AI-powered financial modeling finally works now. The first wave of attempts to solve AI-powered financial modeling amounted to sprinkling AI on top of Excel in the form of plug-ins. Many of these plug-ins offer a great step forward in the experience of building models, but they come nowhere close to unlocking the full capability of the latest batch of LLMs.
Modeloptic instead offers a continuously improving purpose-built tool with an agent harness on top of the same LLMs that the leading Excel plug-ins use:
Below, we'll explain why in more detail.
If you want to see Modeloptic in action, you can read our walkthrough of a full AI SaaS LBO build here.
1. Domain-Specific Language → Remove Wasted Complexity
Excel plug-ins force LLMs to manage all of the individual sheet-by-sheet and cell-by-cell complexity of an Excel file, and try to map the concept of a financial model on top of that.
Modeloptic instead has its own language for defining financial models, which lets our AI agents operate at a much higher level (logic is defined at the table or row level instead of at the individual cell level, for example).
We wrote more about this topic in Give Your AI Agent a Domain-Specific Language.
This doesn't mean we're going to try to convince you to never open Excel again though. We're well aware that Excel remains the language of finance, and Modeloptic can generate a fully-functional version in Excel any time (formulas and all).
2. Auditability: Version Control, Change Logs, and Rollbacks
In Excel, there's no tooling to help you understand what changed from one version to another. Modeloptic shows you every individual change made to your model, who made it and when, and lets you step backward and forward in time at will.
3. Structure, Constraints, & Validation
Financial statements must integrate with each other in very specific ways.
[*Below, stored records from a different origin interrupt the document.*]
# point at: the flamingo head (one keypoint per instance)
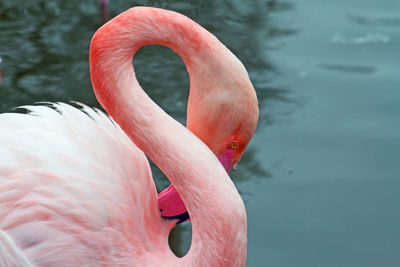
(223, 113)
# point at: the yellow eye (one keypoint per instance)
(233, 145)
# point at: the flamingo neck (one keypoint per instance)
(217, 211)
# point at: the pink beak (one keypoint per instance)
(170, 203)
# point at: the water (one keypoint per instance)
(321, 178)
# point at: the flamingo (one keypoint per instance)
(75, 186)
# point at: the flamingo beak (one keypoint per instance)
(170, 203)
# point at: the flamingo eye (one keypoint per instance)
(233, 145)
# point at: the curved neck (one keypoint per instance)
(217, 211)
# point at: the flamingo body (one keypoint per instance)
(75, 185)
(64, 196)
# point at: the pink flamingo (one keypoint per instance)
(75, 186)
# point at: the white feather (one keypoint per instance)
(67, 175)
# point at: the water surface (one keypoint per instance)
(321, 177)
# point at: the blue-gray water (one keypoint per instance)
(321, 178)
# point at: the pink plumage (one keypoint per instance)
(75, 186)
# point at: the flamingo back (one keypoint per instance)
(75, 189)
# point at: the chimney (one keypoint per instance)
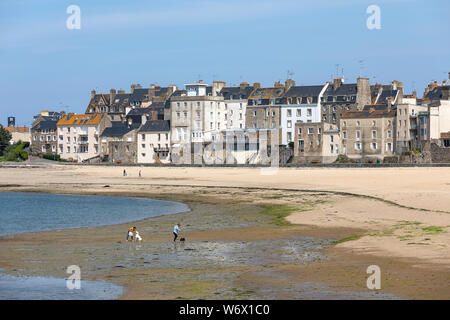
(218, 86)
(337, 82)
(277, 84)
(289, 83)
(112, 94)
(171, 89)
(363, 94)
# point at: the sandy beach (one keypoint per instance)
(396, 218)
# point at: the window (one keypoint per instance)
(389, 146)
(301, 145)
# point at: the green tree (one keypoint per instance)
(5, 137)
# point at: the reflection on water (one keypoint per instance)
(41, 288)
(31, 212)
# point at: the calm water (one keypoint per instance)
(40, 288)
(31, 212)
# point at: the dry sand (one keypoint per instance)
(398, 217)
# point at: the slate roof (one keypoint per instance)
(304, 91)
(118, 129)
(230, 93)
(45, 124)
(367, 114)
(155, 126)
(80, 119)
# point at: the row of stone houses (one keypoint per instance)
(319, 123)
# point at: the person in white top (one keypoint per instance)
(176, 229)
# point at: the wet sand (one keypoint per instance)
(239, 246)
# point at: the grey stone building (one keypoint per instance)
(340, 97)
(368, 135)
(119, 143)
(44, 133)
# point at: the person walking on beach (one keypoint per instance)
(176, 229)
(130, 233)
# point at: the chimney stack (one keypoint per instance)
(363, 94)
(289, 83)
(337, 82)
(112, 94)
(218, 86)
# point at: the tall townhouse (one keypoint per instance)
(340, 97)
(153, 144)
(114, 104)
(235, 102)
(44, 134)
(407, 127)
(119, 142)
(368, 135)
(79, 136)
(197, 113)
(299, 104)
(316, 142)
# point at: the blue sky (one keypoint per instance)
(44, 65)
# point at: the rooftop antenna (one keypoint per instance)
(361, 67)
(337, 70)
(289, 74)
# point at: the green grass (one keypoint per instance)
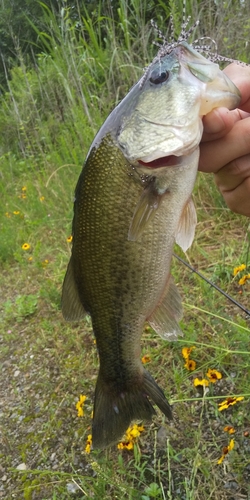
(48, 119)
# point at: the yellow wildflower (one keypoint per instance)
(26, 246)
(79, 405)
(203, 382)
(132, 433)
(244, 278)
(186, 351)
(88, 444)
(213, 375)
(229, 402)
(226, 450)
(146, 359)
(238, 269)
(190, 365)
(229, 429)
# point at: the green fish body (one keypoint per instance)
(133, 202)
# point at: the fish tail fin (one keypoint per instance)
(113, 413)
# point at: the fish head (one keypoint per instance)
(165, 121)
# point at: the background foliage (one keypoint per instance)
(64, 66)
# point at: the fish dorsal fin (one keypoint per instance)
(186, 228)
(165, 318)
(144, 212)
(72, 308)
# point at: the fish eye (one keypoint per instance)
(157, 77)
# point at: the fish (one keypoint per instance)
(133, 202)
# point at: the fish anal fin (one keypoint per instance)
(186, 228)
(72, 308)
(144, 212)
(114, 412)
(165, 318)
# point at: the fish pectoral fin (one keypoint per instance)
(144, 212)
(72, 308)
(168, 313)
(186, 228)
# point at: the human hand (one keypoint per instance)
(225, 145)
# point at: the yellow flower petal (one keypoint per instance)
(203, 382)
(229, 429)
(26, 246)
(190, 365)
(186, 351)
(146, 359)
(238, 269)
(229, 402)
(213, 375)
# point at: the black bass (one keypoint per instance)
(132, 203)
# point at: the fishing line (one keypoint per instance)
(213, 285)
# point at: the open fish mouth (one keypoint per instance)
(165, 161)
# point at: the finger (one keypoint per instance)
(240, 75)
(233, 174)
(220, 121)
(214, 155)
(237, 199)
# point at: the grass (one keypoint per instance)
(48, 119)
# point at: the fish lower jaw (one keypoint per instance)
(165, 161)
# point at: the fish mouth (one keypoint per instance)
(165, 161)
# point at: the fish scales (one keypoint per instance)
(133, 201)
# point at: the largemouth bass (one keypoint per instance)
(132, 203)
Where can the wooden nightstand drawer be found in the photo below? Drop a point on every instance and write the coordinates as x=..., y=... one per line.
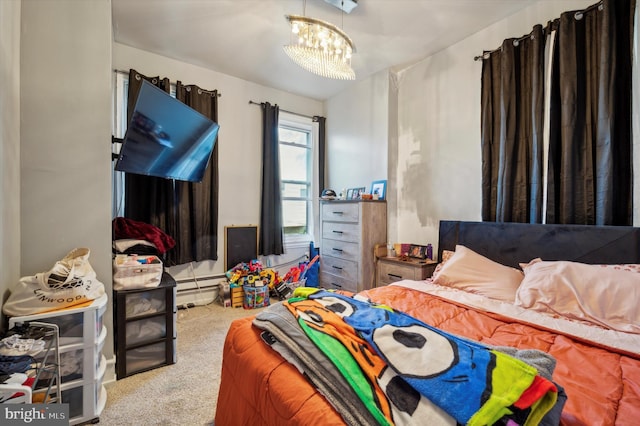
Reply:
x=330, y=281
x=393, y=269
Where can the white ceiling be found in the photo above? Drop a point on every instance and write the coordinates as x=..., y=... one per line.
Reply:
x=244, y=38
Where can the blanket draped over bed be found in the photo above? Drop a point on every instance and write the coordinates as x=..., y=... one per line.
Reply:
x=331, y=359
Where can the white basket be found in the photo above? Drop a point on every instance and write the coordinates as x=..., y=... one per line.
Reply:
x=128, y=276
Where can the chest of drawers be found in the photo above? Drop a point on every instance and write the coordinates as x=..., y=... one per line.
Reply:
x=350, y=230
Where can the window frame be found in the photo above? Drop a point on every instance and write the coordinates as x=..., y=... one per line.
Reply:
x=305, y=124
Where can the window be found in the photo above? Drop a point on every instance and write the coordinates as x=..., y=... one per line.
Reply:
x=296, y=177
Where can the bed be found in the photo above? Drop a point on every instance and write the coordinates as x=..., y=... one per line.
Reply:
x=568, y=293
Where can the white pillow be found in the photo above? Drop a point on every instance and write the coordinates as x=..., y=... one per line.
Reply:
x=472, y=272
x=607, y=296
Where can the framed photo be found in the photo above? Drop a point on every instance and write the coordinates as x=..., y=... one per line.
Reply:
x=379, y=187
x=417, y=252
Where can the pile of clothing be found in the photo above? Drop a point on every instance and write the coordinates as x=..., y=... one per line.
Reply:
x=17, y=351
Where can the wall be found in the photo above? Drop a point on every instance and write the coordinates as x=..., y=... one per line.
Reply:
x=9, y=145
x=239, y=140
x=65, y=136
x=357, y=134
x=439, y=167
x=434, y=158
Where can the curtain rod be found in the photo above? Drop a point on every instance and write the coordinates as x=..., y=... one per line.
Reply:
x=578, y=15
x=204, y=91
x=283, y=110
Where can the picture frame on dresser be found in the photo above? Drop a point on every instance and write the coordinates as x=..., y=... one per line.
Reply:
x=357, y=193
x=379, y=187
x=349, y=195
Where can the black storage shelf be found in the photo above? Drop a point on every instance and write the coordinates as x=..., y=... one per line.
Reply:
x=152, y=352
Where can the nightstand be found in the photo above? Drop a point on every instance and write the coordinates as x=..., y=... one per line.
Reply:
x=392, y=269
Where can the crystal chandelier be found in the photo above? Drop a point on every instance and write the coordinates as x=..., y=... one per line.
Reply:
x=320, y=47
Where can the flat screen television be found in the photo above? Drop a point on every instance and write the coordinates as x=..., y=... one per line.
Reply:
x=166, y=138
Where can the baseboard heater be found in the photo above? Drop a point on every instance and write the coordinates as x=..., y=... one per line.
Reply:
x=199, y=291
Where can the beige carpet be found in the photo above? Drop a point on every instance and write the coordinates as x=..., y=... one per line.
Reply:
x=184, y=393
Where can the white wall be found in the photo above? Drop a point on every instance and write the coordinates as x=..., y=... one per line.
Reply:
x=357, y=134
x=9, y=145
x=439, y=167
x=239, y=139
x=434, y=157
x=65, y=136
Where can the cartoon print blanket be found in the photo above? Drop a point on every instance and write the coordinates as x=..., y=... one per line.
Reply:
x=402, y=368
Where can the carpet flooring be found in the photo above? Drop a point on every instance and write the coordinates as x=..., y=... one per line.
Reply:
x=182, y=394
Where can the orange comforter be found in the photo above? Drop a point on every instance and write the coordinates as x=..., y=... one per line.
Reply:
x=259, y=387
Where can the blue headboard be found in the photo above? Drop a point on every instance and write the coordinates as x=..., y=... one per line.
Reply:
x=514, y=243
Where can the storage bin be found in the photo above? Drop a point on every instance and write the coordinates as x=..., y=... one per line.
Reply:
x=145, y=330
x=147, y=357
x=256, y=297
x=82, y=338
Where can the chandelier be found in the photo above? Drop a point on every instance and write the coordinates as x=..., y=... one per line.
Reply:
x=320, y=47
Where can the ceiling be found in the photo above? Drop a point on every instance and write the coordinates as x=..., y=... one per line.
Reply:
x=244, y=38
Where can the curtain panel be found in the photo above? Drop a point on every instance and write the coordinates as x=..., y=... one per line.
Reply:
x=512, y=129
x=589, y=168
x=590, y=161
x=197, y=203
x=186, y=211
x=271, y=232
x=321, y=122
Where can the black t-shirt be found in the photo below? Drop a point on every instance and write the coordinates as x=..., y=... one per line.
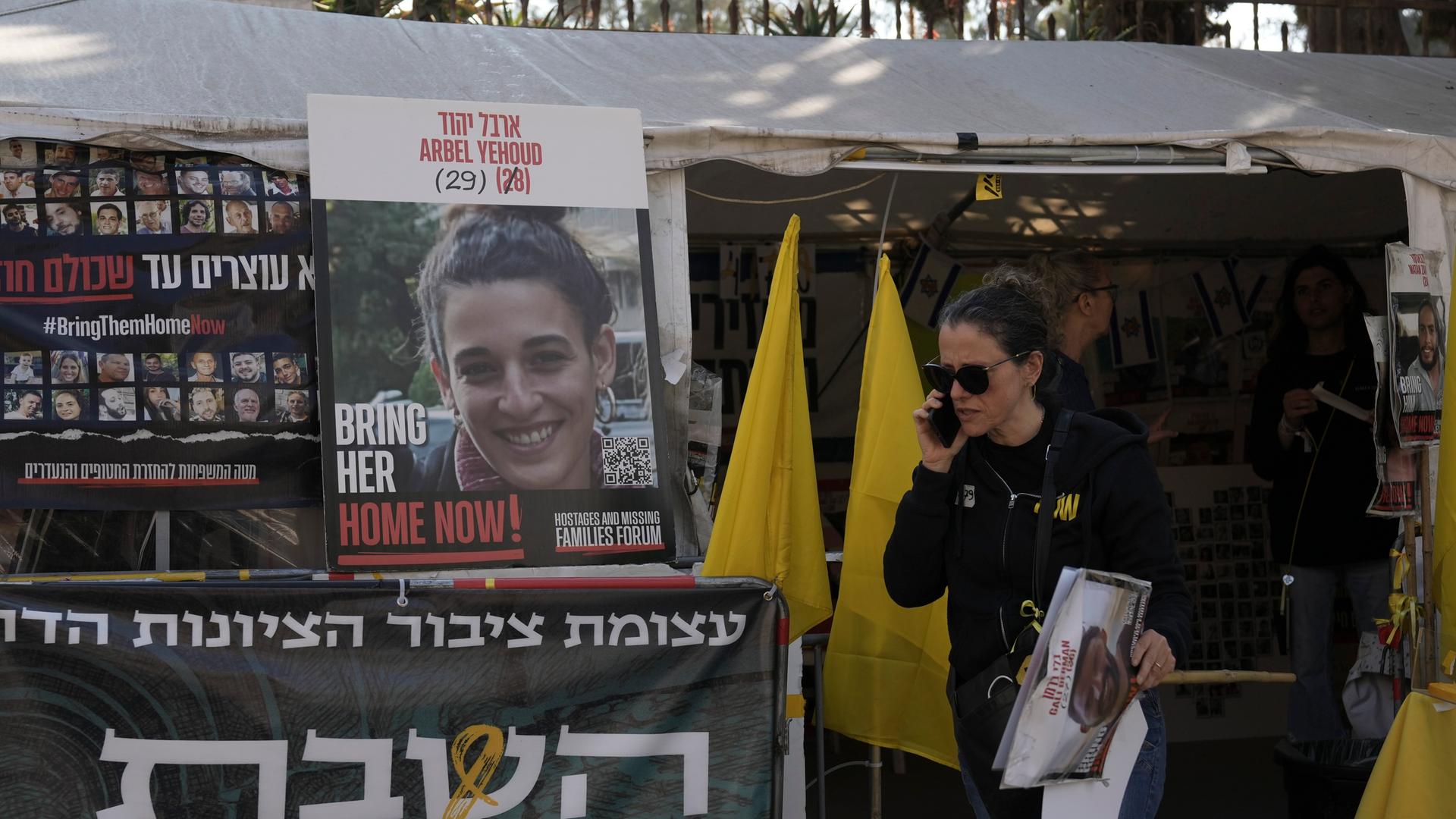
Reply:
x=1329, y=516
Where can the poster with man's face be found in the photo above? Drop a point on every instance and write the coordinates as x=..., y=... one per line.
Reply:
x=1417, y=343
x=510, y=414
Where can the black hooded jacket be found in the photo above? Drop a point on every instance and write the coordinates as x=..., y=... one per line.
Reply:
x=967, y=532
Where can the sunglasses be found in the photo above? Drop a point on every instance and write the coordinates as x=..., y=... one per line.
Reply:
x=973, y=378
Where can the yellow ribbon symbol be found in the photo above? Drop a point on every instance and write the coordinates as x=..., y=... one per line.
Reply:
x=472, y=783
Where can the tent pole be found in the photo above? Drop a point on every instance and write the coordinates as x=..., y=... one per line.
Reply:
x=1427, y=661
x=1408, y=547
x=819, y=722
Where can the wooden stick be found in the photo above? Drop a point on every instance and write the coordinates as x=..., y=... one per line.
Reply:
x=1427, y=596
x=875, y=808
x=1225, y=675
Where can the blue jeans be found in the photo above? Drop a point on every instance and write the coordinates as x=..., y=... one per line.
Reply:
x=1145, y=787
x=1312, y=711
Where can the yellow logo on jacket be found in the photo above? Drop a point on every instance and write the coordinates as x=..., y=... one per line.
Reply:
x=1066, y=507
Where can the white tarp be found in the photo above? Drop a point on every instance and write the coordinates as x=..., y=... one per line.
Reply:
x=234, y=77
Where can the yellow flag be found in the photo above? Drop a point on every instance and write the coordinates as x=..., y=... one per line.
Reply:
x=884, y=673
x=767, y=521
x=1443, y=512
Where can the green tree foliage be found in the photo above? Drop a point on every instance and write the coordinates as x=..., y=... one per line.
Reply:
x=375, y=254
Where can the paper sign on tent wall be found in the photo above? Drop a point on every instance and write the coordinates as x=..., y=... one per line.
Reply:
x=733, y=271
x=1134, y=334
x=929, y=284
x=767, y=259
x=1223, y=302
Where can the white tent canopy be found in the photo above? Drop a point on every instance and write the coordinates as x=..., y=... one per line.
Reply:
x=234, y=77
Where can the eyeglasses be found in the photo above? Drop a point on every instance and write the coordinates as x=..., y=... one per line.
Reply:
x=973, y=378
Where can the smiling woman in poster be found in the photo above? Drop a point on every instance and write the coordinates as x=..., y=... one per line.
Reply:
x=517, y=333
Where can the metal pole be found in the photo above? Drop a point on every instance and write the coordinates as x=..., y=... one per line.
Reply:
x=164, y=522
x=875, y=800
x=1427, y=661
x=1408, y=547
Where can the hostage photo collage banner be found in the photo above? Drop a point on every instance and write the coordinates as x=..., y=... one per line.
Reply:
x=491, y=324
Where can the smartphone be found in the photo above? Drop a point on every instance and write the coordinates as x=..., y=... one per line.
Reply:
x=946, y=422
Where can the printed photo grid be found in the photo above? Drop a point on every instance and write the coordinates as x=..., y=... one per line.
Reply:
x=1235, y=586
x=72, y=190
x=63, y=388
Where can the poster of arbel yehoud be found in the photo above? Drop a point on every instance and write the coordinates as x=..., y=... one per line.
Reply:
x=490, y=318
x=1417, y=347
x=1079, y=681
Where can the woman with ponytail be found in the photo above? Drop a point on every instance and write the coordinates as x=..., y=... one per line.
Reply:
x=968, y=526
x=517, y=333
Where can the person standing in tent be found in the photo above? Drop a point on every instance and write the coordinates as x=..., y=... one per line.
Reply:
x=1318, y=519
x=968, y=526
x=1078, y=297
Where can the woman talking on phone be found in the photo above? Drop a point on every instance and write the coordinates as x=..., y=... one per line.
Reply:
x=992, y=441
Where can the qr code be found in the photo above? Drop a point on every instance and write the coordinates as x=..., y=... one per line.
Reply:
x=626, y=463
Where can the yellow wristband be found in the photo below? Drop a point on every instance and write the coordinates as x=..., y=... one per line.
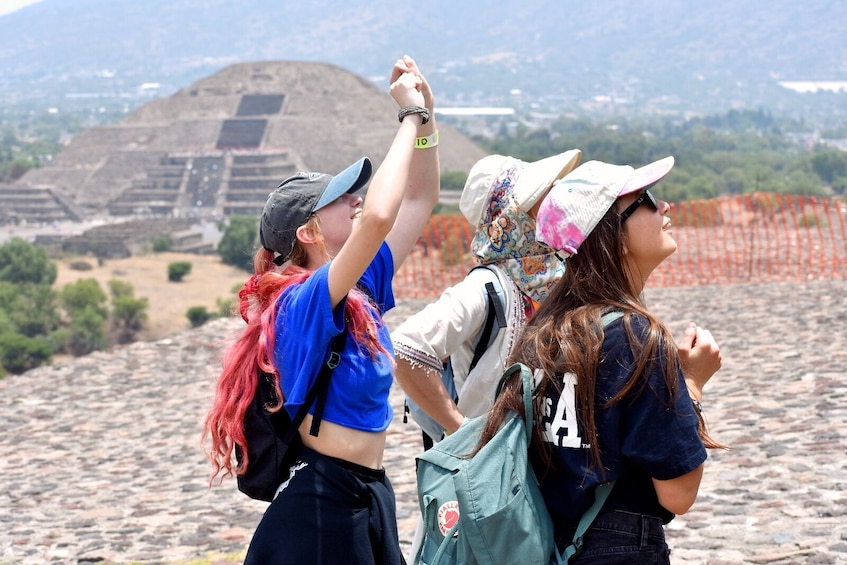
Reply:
x=427, y=142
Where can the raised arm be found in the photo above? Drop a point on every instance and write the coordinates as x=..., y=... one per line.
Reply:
x=424, y=177
x=385, y=195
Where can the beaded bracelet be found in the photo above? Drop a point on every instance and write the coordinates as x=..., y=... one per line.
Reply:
x=406, y=110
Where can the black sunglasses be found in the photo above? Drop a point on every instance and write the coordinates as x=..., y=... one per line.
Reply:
x=645, y=197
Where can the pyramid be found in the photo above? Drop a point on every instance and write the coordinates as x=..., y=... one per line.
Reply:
x=218, y=147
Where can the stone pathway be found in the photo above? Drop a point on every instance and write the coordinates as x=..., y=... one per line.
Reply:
x=100, y=458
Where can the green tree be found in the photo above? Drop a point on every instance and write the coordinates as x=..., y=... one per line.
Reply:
x=19, y=353
x=88, y=332
x=129, y=314
x=162, y=243
x=829, y=164
x=23, y=262
x=453, y=180
x=198, y=315
x=178, y=270
x=83, y=294
x=29, y=308
x=239, y=242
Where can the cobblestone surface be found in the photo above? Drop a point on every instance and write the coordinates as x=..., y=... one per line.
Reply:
x=100, y=457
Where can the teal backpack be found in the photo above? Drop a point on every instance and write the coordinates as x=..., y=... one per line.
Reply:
x=488, y=508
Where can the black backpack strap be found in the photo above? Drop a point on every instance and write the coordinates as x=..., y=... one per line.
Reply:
x=318, y=391
x=494, y=312
x=322, y=382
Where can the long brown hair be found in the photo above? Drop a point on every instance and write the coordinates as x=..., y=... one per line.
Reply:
x=565, y=335
x=238, y=380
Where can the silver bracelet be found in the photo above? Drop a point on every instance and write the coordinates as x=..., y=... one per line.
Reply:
x=406, y=110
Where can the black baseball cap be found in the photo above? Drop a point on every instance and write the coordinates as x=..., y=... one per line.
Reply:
x=298, y=197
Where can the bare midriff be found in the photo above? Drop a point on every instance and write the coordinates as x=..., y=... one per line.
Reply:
x=356, y=446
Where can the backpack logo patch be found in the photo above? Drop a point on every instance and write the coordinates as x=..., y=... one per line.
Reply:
x=448, y=516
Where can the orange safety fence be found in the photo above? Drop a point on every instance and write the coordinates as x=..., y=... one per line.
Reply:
x=761, y=237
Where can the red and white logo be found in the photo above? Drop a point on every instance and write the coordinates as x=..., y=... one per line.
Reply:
x=448, y=516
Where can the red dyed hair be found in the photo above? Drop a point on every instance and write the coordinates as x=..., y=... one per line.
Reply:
x=250, y=352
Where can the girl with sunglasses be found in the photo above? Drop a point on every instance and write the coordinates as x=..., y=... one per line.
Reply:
x=616, y=399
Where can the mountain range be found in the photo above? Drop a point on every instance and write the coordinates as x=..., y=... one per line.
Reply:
x=676, y=56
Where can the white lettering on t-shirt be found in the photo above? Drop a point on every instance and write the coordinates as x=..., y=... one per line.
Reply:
x=563, y=431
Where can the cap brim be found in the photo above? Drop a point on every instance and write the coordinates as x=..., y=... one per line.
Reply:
x=350, y=179
x=537, y=177
x=647, y=175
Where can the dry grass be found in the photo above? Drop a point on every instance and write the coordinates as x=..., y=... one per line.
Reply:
x=208, y=281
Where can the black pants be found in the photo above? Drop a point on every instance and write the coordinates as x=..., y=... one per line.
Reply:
x=619, y=537
x=329, y=512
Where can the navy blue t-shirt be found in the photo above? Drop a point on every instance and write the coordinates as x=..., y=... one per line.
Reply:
x=645, y=435
x=305, y=326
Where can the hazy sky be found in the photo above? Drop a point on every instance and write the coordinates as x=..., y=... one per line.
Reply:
x=7, y=6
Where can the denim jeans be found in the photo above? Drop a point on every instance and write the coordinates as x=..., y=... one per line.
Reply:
x=620, y=537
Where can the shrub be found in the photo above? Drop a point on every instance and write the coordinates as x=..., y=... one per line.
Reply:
x=82, y=294
x=161, y=243
x=198, y=315
x=19, y=353
x=176, y=271
x=809, y=221
x=80, y=266
x=129, y=314
x=239, y=242
x=226, y=307
x=88, y=332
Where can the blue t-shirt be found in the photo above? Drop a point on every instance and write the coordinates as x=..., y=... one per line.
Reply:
x=644, y=435
x=305, y=325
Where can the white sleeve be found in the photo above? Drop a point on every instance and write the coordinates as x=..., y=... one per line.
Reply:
x=442, y=327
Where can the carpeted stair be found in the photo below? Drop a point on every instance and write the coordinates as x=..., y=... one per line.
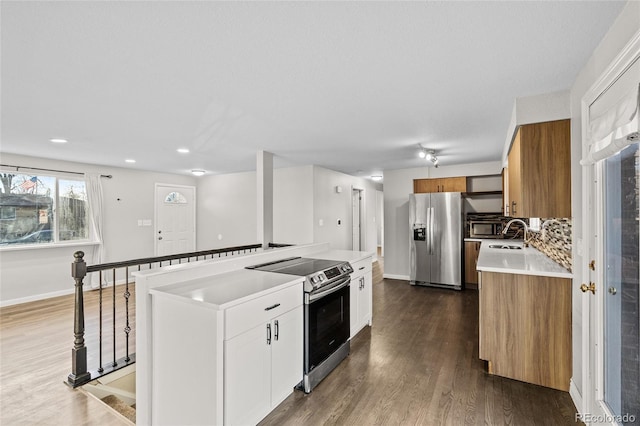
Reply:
x=121, y=407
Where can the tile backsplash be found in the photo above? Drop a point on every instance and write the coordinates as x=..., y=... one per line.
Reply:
x=555, y=241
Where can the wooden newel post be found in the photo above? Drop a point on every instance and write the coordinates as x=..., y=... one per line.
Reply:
x=79, y=374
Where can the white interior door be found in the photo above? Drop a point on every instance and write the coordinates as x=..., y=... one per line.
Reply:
x=175, y=230
x=356, y=229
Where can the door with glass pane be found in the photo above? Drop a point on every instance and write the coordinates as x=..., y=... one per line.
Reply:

Excel is blind to this; Modeloptic enforces it. It's impossible to have a balance sheet that doesn't balance in Modeloptic, for example.
If a model has unset or incoherent settings, broken references, or other obvious problems, Modeloptic surfaces these issues to the user (whether human or machine).
4. Historical Data Management
Every existing company has financial statements and operating metrics that need to be incorporated, and need to be updated as new data becomes available. If you are not extremely disciplined and rigorous about this, your model breaks. Modeloptic provides tooling for this, including accounting system integrations, that an LLM isn't going to be able to replicate for you on the fly every time.
5. User Access & Coordination
Excel files need to be passed around for others to review and work on them, and making sure everyone is looking at the same version is a constant chore. Modeloptic provides a single source of truth for every model your team is working on, and allows you to grant and revoke or restrict access to any instance as desired.
6. Built-In Variance & Reporting
Modeloptic maintains a full history of all prior model versions and scenarios, so you can easily call any of them back up either for quick reference or for formal off the shelf variance analysis. This makes comparing scenarios easy, and is very useful for tracking actual vs expected performance over time both during a deal process and post-close.
7. Embedded Expertise & Best Practices
We provide our agents with an extensive library of financial modeling building blocks and industry-specific logic that can be instantly grabbed off the shelf and incorporated. Our agent doesn't have to figure out how to sweep excess cash to pay down debt or invent a deferred tax asset / liability mechanism on the fly from scratch when a request comes in; it can just look up the gold standard way to handle such a situation and implement it, which greatly improves accuracy and speed.
A Good Purpose-Built Tool Will Always Win
There's no question that the frontier LLMs will continue to get better, and as they do, Excel plug-ins will continue to become more useful in the domain of financial modeling.
But a purpose-built tool like Modeloptic will benefit from these improvements in raw LLM capability as well, will continue to have all of the above advantages, and is itself being continuously improved (with the aid of LLMs, of course).
So while we think it's great that hobbyists will keep getting better access to financial modeling capabilities by just asking a raw LLM for a model, we've seen that there are many ways to unlock much greater capabilities from AI in the financial modeling realm, and that professionals will opt for maximum capability.